France 24 TV network by broadcasting a report regarding Afghanistan presidential elections says Afghanistan presidential polls open amid threat of violence. The report said voting centers were open in a number of mosques, schools and officers where voters bravely cast their votes.
The Guardian has written that Afghanistan presidential elections began amid insurgent attacks in some parts of the country. According to the National, published from UAE, insurgents had made efforts to prevent from presidential elections by attacking and explosions as the attack on a mosque in Kandahar happened and caused casualties.
The Times of India by pointing to a range of explosions occurred during the election day quoted President Ghani’s remarks saying “Peace is the people’s top demand”. According to Idaho Statesman, a surge in violence in the run-up to the elections, which following the collapse of U.S.-Taliban talks to end America’s longest war, had already rattled Afghanistan in recent weeks.
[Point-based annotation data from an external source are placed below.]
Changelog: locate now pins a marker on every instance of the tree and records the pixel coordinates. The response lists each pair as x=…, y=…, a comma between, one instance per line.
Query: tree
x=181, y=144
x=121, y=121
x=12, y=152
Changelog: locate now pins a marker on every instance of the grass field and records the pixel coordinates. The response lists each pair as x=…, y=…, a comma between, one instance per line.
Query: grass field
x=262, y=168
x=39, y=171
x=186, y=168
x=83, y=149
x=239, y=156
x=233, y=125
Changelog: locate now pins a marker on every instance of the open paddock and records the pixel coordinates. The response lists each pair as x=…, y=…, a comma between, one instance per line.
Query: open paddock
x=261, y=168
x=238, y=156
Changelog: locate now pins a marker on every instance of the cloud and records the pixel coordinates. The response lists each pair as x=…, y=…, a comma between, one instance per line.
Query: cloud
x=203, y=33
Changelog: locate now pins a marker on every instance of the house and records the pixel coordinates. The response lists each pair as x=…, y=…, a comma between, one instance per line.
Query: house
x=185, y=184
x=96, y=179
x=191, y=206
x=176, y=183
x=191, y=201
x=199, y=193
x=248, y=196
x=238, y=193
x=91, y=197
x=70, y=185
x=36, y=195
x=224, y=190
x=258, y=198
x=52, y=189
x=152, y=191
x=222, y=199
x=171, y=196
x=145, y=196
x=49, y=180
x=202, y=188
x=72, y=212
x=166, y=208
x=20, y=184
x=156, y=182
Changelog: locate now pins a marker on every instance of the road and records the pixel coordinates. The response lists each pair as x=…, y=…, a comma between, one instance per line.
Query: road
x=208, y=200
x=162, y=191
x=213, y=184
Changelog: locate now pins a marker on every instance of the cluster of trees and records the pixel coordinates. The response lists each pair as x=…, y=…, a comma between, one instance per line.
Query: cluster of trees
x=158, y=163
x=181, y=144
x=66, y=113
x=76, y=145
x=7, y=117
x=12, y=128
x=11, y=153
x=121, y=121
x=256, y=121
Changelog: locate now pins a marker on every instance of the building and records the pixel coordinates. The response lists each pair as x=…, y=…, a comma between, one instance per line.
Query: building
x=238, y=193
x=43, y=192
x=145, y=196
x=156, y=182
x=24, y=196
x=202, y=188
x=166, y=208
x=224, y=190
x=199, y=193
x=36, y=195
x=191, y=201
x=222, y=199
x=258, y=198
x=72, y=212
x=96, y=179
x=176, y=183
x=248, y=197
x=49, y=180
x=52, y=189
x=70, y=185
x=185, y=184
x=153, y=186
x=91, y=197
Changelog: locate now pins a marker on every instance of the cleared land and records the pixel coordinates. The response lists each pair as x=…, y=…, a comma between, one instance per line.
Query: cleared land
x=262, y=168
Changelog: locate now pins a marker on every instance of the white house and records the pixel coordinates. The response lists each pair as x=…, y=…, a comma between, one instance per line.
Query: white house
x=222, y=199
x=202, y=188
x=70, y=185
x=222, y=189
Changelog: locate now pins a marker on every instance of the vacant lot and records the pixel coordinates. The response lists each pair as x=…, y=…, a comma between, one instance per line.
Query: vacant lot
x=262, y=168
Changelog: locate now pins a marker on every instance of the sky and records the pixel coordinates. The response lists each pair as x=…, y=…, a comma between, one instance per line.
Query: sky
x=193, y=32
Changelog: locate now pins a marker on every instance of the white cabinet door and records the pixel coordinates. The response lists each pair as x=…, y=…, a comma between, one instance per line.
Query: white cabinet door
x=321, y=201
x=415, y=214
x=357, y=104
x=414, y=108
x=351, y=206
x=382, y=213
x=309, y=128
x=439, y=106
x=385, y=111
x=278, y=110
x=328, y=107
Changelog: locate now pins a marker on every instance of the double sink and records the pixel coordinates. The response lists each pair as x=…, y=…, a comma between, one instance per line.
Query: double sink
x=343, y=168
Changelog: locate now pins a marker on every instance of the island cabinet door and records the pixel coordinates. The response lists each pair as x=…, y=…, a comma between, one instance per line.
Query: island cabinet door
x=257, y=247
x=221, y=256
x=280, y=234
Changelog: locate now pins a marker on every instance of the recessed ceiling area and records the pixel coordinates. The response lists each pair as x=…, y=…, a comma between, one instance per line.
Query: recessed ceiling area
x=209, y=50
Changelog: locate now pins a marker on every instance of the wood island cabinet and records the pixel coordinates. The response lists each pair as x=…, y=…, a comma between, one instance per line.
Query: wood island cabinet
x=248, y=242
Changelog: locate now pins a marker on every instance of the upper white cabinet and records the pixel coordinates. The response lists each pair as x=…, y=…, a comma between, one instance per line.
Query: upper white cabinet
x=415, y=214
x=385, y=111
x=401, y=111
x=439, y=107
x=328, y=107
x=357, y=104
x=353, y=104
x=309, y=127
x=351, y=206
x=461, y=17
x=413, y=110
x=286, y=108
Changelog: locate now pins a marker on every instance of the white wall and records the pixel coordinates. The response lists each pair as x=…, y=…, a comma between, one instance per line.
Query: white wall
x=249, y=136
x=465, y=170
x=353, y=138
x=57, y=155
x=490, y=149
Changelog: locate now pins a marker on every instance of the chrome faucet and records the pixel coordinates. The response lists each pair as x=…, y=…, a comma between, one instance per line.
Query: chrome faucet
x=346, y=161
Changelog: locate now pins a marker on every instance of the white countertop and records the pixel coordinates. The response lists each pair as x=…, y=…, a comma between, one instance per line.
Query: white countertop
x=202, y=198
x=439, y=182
Yet on Saturday, for those who went to vote it was the process itself that drew the greatest criticism, threatening the country’s fragile battle against chaos.
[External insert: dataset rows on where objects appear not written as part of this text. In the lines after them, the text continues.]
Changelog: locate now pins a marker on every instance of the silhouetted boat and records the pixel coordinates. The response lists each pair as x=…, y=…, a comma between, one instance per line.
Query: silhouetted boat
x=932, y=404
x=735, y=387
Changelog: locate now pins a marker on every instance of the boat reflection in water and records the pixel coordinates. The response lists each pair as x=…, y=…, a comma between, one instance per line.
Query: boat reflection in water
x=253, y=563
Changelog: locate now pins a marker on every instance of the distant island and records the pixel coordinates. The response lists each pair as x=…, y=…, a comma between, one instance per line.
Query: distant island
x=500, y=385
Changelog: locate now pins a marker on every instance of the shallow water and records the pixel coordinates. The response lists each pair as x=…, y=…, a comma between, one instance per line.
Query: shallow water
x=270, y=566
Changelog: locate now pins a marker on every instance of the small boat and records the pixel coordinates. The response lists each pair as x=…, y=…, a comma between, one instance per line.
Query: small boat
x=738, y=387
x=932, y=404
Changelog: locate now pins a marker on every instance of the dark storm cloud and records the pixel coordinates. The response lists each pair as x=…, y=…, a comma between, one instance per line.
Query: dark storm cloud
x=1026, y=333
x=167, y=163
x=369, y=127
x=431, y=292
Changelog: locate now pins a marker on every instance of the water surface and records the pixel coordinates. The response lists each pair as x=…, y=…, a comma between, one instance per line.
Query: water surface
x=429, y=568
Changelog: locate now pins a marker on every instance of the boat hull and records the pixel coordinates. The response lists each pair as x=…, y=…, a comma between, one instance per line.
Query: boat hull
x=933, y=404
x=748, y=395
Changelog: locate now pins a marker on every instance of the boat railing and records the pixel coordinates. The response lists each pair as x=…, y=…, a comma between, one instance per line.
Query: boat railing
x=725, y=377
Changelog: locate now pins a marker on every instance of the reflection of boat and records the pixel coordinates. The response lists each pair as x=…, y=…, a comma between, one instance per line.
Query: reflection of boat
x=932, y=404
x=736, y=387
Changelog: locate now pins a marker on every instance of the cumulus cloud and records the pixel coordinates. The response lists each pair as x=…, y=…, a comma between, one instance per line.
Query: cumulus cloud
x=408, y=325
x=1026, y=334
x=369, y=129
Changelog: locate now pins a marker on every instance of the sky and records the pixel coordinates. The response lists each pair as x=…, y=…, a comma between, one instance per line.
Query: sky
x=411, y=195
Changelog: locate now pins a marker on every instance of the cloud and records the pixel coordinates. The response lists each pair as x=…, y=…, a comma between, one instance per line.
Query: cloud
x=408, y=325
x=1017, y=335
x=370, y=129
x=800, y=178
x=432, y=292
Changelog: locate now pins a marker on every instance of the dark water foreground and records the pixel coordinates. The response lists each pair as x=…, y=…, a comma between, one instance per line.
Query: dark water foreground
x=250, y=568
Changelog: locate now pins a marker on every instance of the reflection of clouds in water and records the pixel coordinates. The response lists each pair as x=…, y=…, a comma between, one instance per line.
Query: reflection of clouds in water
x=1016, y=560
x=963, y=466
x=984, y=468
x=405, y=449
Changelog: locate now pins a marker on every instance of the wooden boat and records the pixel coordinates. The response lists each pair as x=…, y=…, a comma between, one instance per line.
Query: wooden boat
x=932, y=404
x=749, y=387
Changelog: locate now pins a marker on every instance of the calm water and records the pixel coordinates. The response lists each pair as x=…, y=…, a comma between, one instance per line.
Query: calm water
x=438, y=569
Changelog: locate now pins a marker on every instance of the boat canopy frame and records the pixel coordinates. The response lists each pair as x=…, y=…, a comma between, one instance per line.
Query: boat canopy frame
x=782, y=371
Herald Tribune Daily wrote that Taliban have warned people participating in presidential elections, but it yet to clear how many would go and cast their votes. The newspaper also pointed to candidates who joined other teams.
According to The Wall Street Journal, the people of Afghanistan went out to cast votes for their next president despite of Taliban’s continued warnings.
Aljazeera TV Network says that turnout of the people was low in 28 September presidential elections comparing to 2014 presidential elections.
The Washington Post has also reported that Afghans took part in the elections despite of security threats.
Based on reports, at least four people were killed and 72 others sustained injuries during the Saturday presidential elections in Afghanistan.
Saturday’s voting took place at about 4,500 polling sites, about 2,500 fewer than during the 2014 election, as violence has spread. Afghanistan Independent Election Commission (IEC) struggled to calculate exact figures from hundreds of polling sites, as insurgents launched attacks, blocked highways or blew up communication towers that affected phone signals in large parts of the country.
It is worth mentioning that preliminary election results are set to be announced on Oct. 17 and final results on Nov. 7, according to the official electoral calendar. If no candidate garners the necessary 50% of the vote, the two top vote-getters will face each other in a runoff on Nov. 23.